Last week while perusing Pipe Dream, many readers no doubt came across a column titled “Opposite sides of history combined, poorly,” by Madison Ball, that talked about the celebration of Dr. Martin Luther King, Jr. Day and the celebration of Robert E. Lee’s birthday being combined into a one-day celebration. Gasp! Apparently this is appalling to some.
While the one-day celebration could be considered somewhat controversial, it is not racist, nor is it combining the celebration of men with ideals completely at odds.
Everyone can agree that slavery was a very dark time in America’s history, but it is unfair to accuse all Southerners, even Confederate generals, of perpetuating “mass genocide,” which slavery, for all its horrors, was not.
It is easy to celebrate the work of Dr. King, but what we must realize is that Lee was not some villain or an “American traitor.” He fought on the side of his state as a Confederate but constantly advocated for the preservation of the Union.

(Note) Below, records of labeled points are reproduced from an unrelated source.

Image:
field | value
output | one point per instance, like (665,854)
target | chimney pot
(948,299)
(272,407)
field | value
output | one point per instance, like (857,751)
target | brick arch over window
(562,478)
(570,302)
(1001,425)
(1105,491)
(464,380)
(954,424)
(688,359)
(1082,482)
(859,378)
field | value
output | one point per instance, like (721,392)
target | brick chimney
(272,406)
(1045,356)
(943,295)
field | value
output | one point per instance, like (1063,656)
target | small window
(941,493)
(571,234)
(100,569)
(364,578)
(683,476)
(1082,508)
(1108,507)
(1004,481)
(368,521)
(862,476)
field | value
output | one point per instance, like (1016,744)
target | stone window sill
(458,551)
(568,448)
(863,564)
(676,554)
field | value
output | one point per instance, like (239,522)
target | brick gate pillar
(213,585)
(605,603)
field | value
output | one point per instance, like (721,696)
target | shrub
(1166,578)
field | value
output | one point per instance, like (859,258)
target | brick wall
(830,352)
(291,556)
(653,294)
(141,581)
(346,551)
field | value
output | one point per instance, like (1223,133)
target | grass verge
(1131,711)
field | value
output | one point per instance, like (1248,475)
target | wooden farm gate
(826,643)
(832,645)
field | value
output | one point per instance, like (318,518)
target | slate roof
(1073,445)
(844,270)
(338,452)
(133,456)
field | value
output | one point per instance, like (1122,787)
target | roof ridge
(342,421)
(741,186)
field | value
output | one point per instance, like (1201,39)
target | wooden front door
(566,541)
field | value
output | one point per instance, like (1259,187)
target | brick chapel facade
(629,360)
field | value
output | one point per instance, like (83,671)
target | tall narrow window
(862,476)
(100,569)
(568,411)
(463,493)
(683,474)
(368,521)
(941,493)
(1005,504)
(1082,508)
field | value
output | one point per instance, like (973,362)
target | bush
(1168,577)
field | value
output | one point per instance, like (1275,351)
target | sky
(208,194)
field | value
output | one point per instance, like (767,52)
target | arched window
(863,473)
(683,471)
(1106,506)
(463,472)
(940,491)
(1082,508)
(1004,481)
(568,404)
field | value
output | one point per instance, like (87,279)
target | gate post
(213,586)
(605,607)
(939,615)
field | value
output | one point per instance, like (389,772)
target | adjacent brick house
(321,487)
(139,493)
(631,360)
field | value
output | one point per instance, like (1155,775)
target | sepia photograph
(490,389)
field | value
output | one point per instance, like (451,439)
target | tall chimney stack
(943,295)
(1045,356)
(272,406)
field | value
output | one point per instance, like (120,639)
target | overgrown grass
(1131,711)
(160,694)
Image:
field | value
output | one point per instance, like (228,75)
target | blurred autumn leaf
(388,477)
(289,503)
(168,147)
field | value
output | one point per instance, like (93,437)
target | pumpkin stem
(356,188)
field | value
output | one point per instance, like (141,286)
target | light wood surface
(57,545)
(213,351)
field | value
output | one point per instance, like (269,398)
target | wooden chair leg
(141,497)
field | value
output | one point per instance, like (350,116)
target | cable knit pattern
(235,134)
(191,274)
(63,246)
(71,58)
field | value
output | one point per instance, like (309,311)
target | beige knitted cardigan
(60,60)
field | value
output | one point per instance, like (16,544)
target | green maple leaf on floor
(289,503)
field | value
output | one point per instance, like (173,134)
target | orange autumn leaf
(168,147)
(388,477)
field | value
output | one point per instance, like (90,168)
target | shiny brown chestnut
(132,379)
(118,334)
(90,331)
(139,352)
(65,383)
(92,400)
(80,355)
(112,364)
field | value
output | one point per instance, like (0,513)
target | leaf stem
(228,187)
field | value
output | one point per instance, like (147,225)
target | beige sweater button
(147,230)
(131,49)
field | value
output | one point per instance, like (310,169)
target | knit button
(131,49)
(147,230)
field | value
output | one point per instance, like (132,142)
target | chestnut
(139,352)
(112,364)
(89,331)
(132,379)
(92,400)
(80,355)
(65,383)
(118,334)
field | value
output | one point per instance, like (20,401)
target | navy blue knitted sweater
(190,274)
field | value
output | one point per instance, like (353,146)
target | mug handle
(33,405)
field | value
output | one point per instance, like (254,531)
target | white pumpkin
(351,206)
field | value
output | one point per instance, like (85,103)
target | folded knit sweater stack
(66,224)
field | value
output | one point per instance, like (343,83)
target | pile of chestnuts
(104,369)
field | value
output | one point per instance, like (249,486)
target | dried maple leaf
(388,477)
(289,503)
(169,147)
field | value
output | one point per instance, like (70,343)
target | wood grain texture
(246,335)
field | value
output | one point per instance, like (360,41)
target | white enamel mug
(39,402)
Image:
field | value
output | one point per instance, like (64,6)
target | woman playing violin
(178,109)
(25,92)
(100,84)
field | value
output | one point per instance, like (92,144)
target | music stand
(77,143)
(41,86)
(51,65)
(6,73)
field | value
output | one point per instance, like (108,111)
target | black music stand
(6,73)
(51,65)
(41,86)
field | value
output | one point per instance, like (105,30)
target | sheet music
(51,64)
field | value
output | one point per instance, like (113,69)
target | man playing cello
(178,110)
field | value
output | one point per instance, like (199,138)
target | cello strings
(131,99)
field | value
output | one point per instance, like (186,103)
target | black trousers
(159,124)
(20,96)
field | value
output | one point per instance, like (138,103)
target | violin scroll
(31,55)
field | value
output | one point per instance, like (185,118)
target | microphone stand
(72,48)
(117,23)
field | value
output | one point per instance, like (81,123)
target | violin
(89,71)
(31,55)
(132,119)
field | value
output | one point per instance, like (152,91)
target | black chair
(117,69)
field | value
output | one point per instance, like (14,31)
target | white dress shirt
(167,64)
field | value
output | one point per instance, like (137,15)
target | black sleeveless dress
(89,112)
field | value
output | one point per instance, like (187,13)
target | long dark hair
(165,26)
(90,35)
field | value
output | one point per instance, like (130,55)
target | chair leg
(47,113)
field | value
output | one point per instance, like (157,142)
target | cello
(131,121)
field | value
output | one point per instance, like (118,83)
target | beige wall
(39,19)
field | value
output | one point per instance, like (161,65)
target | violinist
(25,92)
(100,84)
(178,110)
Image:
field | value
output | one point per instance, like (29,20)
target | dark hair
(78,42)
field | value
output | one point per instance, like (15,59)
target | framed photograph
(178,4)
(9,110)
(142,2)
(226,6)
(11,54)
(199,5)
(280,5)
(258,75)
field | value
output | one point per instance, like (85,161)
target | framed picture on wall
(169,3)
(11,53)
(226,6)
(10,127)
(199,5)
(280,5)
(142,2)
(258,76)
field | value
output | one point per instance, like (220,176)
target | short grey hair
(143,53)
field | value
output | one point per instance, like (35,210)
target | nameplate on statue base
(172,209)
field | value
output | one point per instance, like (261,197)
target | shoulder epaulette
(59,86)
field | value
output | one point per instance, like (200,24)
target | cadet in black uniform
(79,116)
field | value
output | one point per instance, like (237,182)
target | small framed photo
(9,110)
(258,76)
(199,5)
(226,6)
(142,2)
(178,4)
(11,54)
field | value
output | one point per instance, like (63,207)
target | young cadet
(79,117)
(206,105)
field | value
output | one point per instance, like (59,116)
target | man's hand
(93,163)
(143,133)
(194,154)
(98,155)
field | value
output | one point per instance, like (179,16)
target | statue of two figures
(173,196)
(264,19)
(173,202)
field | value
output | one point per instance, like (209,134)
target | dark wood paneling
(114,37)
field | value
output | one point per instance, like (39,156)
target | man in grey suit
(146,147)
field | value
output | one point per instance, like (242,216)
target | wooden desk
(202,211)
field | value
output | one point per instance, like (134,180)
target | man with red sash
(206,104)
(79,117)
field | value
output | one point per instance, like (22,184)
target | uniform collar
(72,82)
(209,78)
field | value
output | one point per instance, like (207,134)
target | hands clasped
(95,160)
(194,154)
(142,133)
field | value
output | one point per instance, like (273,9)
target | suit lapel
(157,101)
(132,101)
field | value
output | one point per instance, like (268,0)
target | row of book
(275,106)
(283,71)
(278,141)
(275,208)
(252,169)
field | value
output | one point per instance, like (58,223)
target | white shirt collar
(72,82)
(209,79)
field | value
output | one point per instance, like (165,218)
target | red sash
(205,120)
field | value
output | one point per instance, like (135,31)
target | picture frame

Furthermore, Lee is suggested to have been decidedly anti-slavery. He supported his wife and daughters in their work to liberate and fund slaves moving to Liberia, and they later set up an illegal school for slaves at their Arlington plantation.
Lee himself freed the slaves that had come to him through marriage in 1862, well before the Emancipation Proclamation. It was Lee who in 1864 began to petition slaveholders to allow their slaves to volunteer for the army and, after service, be granted their freedom.
The column’s likening of General Lee to the criminals tried at Nuremberg is the real atrocity of the column. If we liken everything disturbing in our past to the Holocaust it not only sensationalizes our own history but lessens the atrocities committed during World War II.
As for Southerners “flaunting their racism proudly”? Well, that is one dangerous statement. Confederate flags are not, for the most part, about racism, but rather about the romanticism of a lost rebellious cause that is seductive to many cultures. Or maybe they just like “The Dukes of Hazzard.” Don’t judge. We Yankees need to remember that we are not better, more intellectual or any less guilty of our past.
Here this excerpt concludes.